The treatment of research and experimental (R&E) expenditures has also changed. A change that took effect in 2022 requires companies to amortize these costs over five years for domestic research, rather than expensing them immediately. There has been bipartisan support for repealing this provision, and proposed legislation seeks to restore immediate expensing.
For businesses that operate as pass-through entities, such as S corporations and partnerships, the Qualified Business Income (QBI) deduction allows eligible taxpayers to deduct up to 20% of their qualified business income. This deduction is currently set to expire after 2025. However, proposed legislation passed by the House seeks to make the deduction permanent.
Federal tax policy has increasingly been used to incentivize the adoption of clean energy technologies by both individuals and businesses. The Clean Vehicle Credit provides a tax credit for the purchase of new and used electric vehicles (EVs), with limitations based on the manufacturer’s suggested retail price (MSRP), the taxpayer’s modified adjusted gross income, and stringent requirements for battery component and critical mineral sourcing.

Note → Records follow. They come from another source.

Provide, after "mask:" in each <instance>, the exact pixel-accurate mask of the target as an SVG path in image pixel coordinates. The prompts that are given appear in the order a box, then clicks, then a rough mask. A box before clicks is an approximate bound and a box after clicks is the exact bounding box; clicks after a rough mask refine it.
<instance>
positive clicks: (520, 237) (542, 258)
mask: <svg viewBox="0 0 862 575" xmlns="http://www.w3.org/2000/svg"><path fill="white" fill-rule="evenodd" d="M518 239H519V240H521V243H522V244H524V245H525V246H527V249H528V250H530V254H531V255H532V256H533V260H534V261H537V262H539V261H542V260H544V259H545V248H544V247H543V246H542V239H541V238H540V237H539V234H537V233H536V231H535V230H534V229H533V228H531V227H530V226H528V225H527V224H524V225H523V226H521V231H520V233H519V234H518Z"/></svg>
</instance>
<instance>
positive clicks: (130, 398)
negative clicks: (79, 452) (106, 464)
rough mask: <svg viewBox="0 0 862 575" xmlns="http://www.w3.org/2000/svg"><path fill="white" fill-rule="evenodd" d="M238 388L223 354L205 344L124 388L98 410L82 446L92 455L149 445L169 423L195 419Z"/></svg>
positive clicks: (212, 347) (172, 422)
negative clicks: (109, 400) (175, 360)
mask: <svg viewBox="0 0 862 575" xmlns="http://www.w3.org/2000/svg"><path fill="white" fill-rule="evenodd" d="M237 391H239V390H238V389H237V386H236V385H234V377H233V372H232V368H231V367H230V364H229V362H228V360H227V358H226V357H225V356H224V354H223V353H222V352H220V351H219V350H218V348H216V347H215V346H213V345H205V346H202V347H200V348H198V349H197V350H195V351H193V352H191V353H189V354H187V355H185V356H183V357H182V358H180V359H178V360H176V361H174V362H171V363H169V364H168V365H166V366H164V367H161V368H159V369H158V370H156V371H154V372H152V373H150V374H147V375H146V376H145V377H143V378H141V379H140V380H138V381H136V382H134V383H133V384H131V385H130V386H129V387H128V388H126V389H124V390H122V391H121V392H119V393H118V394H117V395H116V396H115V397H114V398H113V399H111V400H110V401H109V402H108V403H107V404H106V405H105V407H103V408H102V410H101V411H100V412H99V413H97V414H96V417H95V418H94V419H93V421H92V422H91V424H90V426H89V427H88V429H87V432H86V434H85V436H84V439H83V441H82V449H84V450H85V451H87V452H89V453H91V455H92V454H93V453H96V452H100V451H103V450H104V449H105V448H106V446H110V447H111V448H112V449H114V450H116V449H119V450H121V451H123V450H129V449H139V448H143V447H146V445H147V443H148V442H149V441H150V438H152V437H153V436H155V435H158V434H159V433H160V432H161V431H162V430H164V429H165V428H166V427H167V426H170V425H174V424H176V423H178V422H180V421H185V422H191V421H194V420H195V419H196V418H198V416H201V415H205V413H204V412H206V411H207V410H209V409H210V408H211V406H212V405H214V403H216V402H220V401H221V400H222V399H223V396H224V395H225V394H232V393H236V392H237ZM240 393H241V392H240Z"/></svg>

The Residential Clean Energy Credit allows for a credit of 30% of the cost of new, qualified clean energy property for the home. This includes equipment such as solar panels, solar water heaters, wind turbines, and geothermal heat pumps. There are no credit limits except for fuel cell property.
The Energy Efficient Home Improvement Credit is equal to 30% of the costs of certain qualified energy-efficient home improvements, such as new exterior doors, windows, and insulation. The credit has an annual limit of $1,200, though there are specific limits for different types of property. For example, the credit for new exterior doors is limited to $250 per door, up to a total of $500.
Businesses also have access to a range of energy-related tax credits, including credits for the purchase of commercial clean vehicles and for the installation of alternative fuel vehicle refueling property. While the Inflation Reduction Act of 2022 expanded many of these provisions, some credits could be modified or eliminated by future legislation.
The Internal Revenue Service (IRS) has been undergoing a period of significant transformation, driven by a substantial increase in funding. The funding is intended to modernize the agency’s technology, improve taxpayer services, and increase enforcement activities. A primary goal of the enhanced funding is to close the “tax gap,” which is the difference between taxes owed and taxes paid on time.
A focus of the IRS’s new enforcement efforts is on high-income earners, large corporations, and complex partnerships. The agency has stated its intention to use the additional funding to hire more revenue agents with specialized expertise to handle these complex audits.
Alongside its enforcement initiatives, the IRS is also working to improve the taxpayer experience. One of the most notable developments is the decision to make IRS Direct File a permanent, free option for all Americans to file their federal tax returns directly with the agency. Starting with the 2025 tax season, the IRS plans to expand the program to be available in more states and to cover more tax situations.
The agency is also expanding its online services to provide taxpayers with more self-service options. Taxpayers can now create an online account to view their tax records, make payments, and manage their communications with the IRS.